On Tue, May 24, 2011 at 12:48 AM, Lucas lucaslward@gmail.com wrote:

I apologize in advance if this is an already answered question. I
couldn't find a reference to it, but you can never tell.

I am testing ElasticSearch from a grails application. Its just a
simple way to test my indexing and searching using the Java API.
Periodically I will also use the GXContentBuilder as well. I am
trying to keep a steady state in my tests. Meaning, I blow out any
existing indices and reindex before running my tests. Not before each
individual test mind you, but before running the 'search integration
tests'.

My problem is this: I can't find a reliable way to determine when the
indexes are ready. At first I thought a cluster health
'waitForYellow' check might work, but it doesn't. The following
search will show no results. Neither will an IndicesStatusRequest
show any documents in the index as well. I also tried a waitForGreen,
which did work. Until I realized that it was just timing out. Since
it's only one node it can't really 'go green'. So, what I ultimately
determined was that doing a Thread.currentThread().sleep(1000) would
do the trick. But its the cardinal sin of integration testing. I
have an awesome workstation with an SSD and new 'Sandy Bridge'
processor, so what seems to work on my machine will inevitably
breakdown when it's run on a CI server that's also running other
builds, etc. But only every once in awhile.

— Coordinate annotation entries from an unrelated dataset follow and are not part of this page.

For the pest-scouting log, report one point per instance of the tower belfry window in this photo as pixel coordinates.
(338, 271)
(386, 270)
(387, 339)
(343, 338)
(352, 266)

So, what I would really like is some type of blocking call I can make
that will tell me when the index is ready. Or at a minimum, some type
of argument to my IndexRequest that will make it block until the
document is ready to be searched. Of course, that isn't something I
would do in production, as having the call return a future is exactly
what I want on a save/update operation. But it would help a lot in
making some reliable integration tests.

Thanks in advance,

Lucas


(Shay Banon) #5

First, indexing doc is complete once the index API execution returns. When it will be be visible for search thats another question.

By default, there is an ongoing async refreshing going on to make changes done visible for search. It defaults to 1 seconds. You can force a refresh by calling the refresh API. You can also force a refresh by setting the refresh flag to true on hte index request (but, don't use that in production!).

-shay.banon
On Tuesday, May 24, 2011 at 4:58 PM, James Cook wrote:

The refresh API call can be issued. When it returns, the index (and any other requests made prior to the refresh call) are completed.
http://www.elasticsearch.org/guide/reference/api/admin-indices-refresh.html

There is also the possiblity to pass "refresh=true" as a query parameter when creating the index via REST call. I'm not sure if this is possible using a Java API call.
http://www.elasticsearch.org/guide/reference/api/index_.html

Jim Cook
jcook@tracermedia.com

tracermedia interactive
780 King Ave. #106
Columbus, OH 43212

phone: (614) 298-0774
fax: (614) 298-0776
cell: (234) 738-2492

On Tue, May 24, 2011 at 12:48 AM, Lucas lucaslward@gmail.com wrote:

I apologize in advance if this is an already answered question. I
couldn't find a reference to it, but you can never tell.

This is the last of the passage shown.